Il y a toujours eu une date de fin pour ShitKid. Depuis l’âge de douze ans, Åsa Söderqvist voulait devenir infirmière - elle aime les routines, « une vie normale et parfois ennuyeuse ». Lorsqu’elle a lancé son projet musical ShitKid en 2016, elle s’était donné « cinq à sept ans » pour vivre d’abord son rêve de rockstar.
Ces cinq années sous le nom de ShitKid ont été un véritable tourbillon créatif. Une impressionnante collection de morceaux aux textures et aux styles extrêmement variés, produits à un rythme presque absurde : un premier EP enregistré sur un ordinateur domestique défectueux à Göteborg, où elle s’était installée après le lycée pour fonder un groupe punk féministe ; puis l’album Fish, une merveille de pop rêveuse et décalée ; ensuite le minimalisme plus doux de This Is It, enregistré entre sa chambre et sa voiture ; puis [DETENTION], un disque pop-punk délicieusement déjanté sur le sentiment d’exclusion au lycée, réalisé avec sa partenaire de groupe Lina Molarin Eriksson et nourri par les albums de Green Day et Good Charlotte qu’elles adoraient adolescentes.
Sont ensuite arrivés Duo Limbo / Mellan himmel å helvete, un punk féroce enregistré à Los Angeles avec les Melvins puis à Austin avec Paul Leary des Butthole Surfers. D’autres EP et singles ont jalonné le parcours. Roskilde, SXSW, Way Out West, The Great Escape. Des admirateurs comme Iggy Pop et Billie Joe Armstrong. « La musicienne la plus étrange de Suède », selon Bandcamp. Puis, exactement comme prévu, Söderqvist a arrêté.

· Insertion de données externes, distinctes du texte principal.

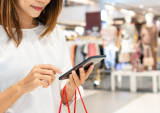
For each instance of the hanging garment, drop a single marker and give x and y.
(110, 60)
(127, 32)
(73, 54)
(149, 37)
(91, 50)
(79, 56)
(109, 35)
(137, 54)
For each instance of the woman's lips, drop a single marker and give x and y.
(37, 8)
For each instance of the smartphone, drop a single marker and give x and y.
(85, 64)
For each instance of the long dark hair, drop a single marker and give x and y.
(9, 16)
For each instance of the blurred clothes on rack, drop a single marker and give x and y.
(137, 54)
(109, 35)
(149, 36)
(128, 35)
(91, 50)
(110, 60)
(79, 55)
(73, 54)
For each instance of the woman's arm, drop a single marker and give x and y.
(10, 96)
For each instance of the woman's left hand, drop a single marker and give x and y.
(74, 81)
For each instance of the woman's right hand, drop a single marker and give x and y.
(40, 75)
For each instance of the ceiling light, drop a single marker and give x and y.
(132, 13)
(113, 4)
(109, 7)
(141, 6)
(124, 11)
(143, 12)
(111, 12)
(150, 9)
(104, 15)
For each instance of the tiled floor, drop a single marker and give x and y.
(121, 101)
(148, 103)
(104, 101)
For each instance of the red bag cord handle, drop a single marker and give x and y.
(64, 92)
(82, 100)
(61, 99)
(75, 101)
(67, 102)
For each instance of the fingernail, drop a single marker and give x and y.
(81, 69)
(73, 72)
(60, 72)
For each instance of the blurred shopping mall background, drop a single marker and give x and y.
(128, 32)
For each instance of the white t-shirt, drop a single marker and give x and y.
(15, 64)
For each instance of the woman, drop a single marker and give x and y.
(33, 53)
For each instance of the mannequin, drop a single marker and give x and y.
(149, 36)
(127, 34)
(109, 36)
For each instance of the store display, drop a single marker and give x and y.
(149, 36)
(124, 57)
(148, 60)
(137, 66)
(126, 66)
(109, 36)
(126, 35)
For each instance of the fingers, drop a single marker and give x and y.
(49, 67)
(72, 80)
(82, 75)
(46, 72)
(76, 79)
(44, 84)
(46, 78)
(89, 71)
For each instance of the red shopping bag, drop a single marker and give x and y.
(65, 93)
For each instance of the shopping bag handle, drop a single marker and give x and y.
(64, 92)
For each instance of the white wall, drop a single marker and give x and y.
(77, 14)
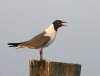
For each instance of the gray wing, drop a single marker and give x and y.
(37, 41)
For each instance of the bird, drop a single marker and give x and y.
(42, 40)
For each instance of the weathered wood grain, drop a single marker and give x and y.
(46, 68)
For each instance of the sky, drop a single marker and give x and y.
(20, 20)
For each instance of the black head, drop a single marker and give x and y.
(58, 23)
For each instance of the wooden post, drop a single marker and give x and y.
(46, 68)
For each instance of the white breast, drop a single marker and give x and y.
(52, 33)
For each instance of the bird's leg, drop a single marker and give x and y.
(41, 54)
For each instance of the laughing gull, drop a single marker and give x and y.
(43, 39)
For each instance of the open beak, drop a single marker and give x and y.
(64, 24)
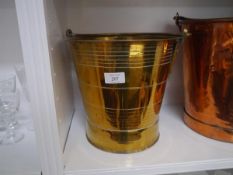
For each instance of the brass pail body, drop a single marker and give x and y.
(122, 79)
(208, 76)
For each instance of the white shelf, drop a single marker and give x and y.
(179, 149)
(20, 158)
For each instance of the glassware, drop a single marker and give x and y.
(7, 84)
(21, 75)
(9, 105)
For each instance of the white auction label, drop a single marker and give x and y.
(114, 77)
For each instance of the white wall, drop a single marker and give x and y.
(10, 49)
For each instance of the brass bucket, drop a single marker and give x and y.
(122, 79)
(208, 76)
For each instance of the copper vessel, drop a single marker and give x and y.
(122, 79)
(208, 76)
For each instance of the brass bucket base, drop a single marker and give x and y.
(124, 141)
(211, 131)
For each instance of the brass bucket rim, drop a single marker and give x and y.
(122, 37)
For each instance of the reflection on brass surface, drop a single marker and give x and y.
(208, 76)
(123, 116)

Mais l’univers avait d’autres projets. Pendant que Söderqvist poursuivait sa formation d’infirmière, comme elle l’avait toujours envisagé, de nouveaux auditeurs se sont plongés dans le catalogue de ShitKid. Peu à peu, une communauté de fans s’est développée, devenant plus importante, plus jeune et plus internationale qu’elle ne l’avait jamais été lorsqu’elle était encore active.
« Peut-être que les gens n’avaient simplement pas eu le temps de suivre », explique-t-elle. « J’ai sorti énormément de disques. Puis, finalement, ils les ont découverts. Et quand tu commences à grandir, de plus en plus de personnes te trouvent, comme dans une sorte de spirale. Alors je redeviens une rockstar. »
L’année 2026 marquera les dix ans de la sortie de son premier single, l’éternellement cool Oh Please Be A Cocky Cool Kid. Pour célébrer cet anniversaire, Söderqvist partira pour une tournée européenne déjà complète, avec notamment des dates dans des villes où elle ne s’est encore jamais produite, et publiera deux nouvelles compilations.
The Essential Vol. 1 rassemble les morceaux les plus incisifs, percutants et énergiques de son répertoire rock : deux titres sélectionnés sur chacun de ses disques, ceux qui frappent droit au but. The Essential Vol. 2, attendu en septembre, dévoilera l’autre facette de ShitKid : les ballades, les morceaux à combustion lente et les atmosphères mélancoliques et vagabondes.
« C’est vraiment difficile de choisir », confie-t-elle.
Réunies, ces deux compilations dessinent le portrait complet de l’une des carrières les plus singulières et fascinantes de la musique suédoise récente. Finalement, cinq à sept ans n’auront pas suffi.